Usually, the processor will recognize the data type based on instruction (e.g. LDRB on an ARM processor). Depending on the bank it is stored, the processor shifts the byte onto the least significant data lines.
When arguments are passed on the stack, are they subjected to alignment?
Yes. The compiler helps the programmer in making proper alignment. For example, if a 16-bit value is pushed onto a 32-bit wide stack, the value is automatically padded with zeros out to 32 bits. Consider the following program.
c
void argument_alignment_check( char c1, char c2 )
{
// Considering downward stack
// (on upward stack the output will be negative)
printf("Displacement %d\n", (int)&c2 - (int)&c1);
}
The output will be 4 on a 32-bit machine. It is because each character occupies 4 bytes due to alignment requirements.
What will happen if we try to access misaligned data?
It depends on the processor architecture. If the access is misaligned, the processor automatically issues sufficient memory read cycles and packs the data properly onto the data bus. The penalty is on performance. Whereas few processors will not have the last two address lines, which means there is no way to access the odd byte boundary. Every data access must be aligned (4 bytes) properly. Misaligned access is a critical exception on such processors. If the exception is ignored, read data will be incorrect and hence the results.
Is there any way to query the alignment requirements of a data type?
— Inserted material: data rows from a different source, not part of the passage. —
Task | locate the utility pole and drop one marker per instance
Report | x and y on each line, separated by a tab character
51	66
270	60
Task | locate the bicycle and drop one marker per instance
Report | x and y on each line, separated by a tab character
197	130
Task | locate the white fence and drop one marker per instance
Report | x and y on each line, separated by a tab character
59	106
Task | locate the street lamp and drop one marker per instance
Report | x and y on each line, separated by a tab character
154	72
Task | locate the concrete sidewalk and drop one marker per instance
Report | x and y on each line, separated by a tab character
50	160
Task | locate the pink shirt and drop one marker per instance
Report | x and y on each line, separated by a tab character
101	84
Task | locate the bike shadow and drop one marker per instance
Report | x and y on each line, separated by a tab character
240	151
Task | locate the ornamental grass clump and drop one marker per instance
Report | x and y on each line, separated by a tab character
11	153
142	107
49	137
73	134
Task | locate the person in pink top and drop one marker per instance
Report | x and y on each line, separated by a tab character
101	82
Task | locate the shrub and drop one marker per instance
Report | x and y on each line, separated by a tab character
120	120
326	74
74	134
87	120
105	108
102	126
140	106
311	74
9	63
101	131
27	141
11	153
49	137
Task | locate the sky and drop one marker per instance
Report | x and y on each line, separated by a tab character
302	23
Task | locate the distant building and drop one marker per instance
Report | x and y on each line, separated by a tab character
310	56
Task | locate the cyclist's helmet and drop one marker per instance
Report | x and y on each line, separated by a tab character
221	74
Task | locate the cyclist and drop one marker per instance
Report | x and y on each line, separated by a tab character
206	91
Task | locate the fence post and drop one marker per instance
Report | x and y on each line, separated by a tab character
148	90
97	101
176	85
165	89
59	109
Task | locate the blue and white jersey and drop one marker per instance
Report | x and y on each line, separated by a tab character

Yes. Compilers provide non-standard extensions for such needs. For example, __alignof() in Visual Studio helps in getting the alignment requirements of data type. Read MSDN for details.
When memory reading is efficient in reading 4 bytes at a time on a 32-bit machine, why should a double type be aligned on an 8-byte boundary?
It is important to note that most of the processors will have a math co-processor, called Floating Point Unit (FPU). Any floating point operation in the code will be translated into FPU instructions. The main processor is nothing to do with floating-point execution. All this will be done behind the scenes.
As per standard, the double type will occupy 8 bytes. And, every floating point operation performed in FPU will be of 64-bit length. Even float types will be promoted to 64 bits prior to execution.
The 64-bit length of FPU registers forces double type to be allocated on an 8-byte boundary. I am assuming (I don’t have concrete information) in the case of FPU operations, data fetch might be different, I mean the data bus since it goes to FPU. Hence, the address decoding will be different for double types (which are expected to be on an 8-byte boundary). It means the address decoding circuits of the floating point unit will not have the last 3 pins.
This article is contributed by Venki.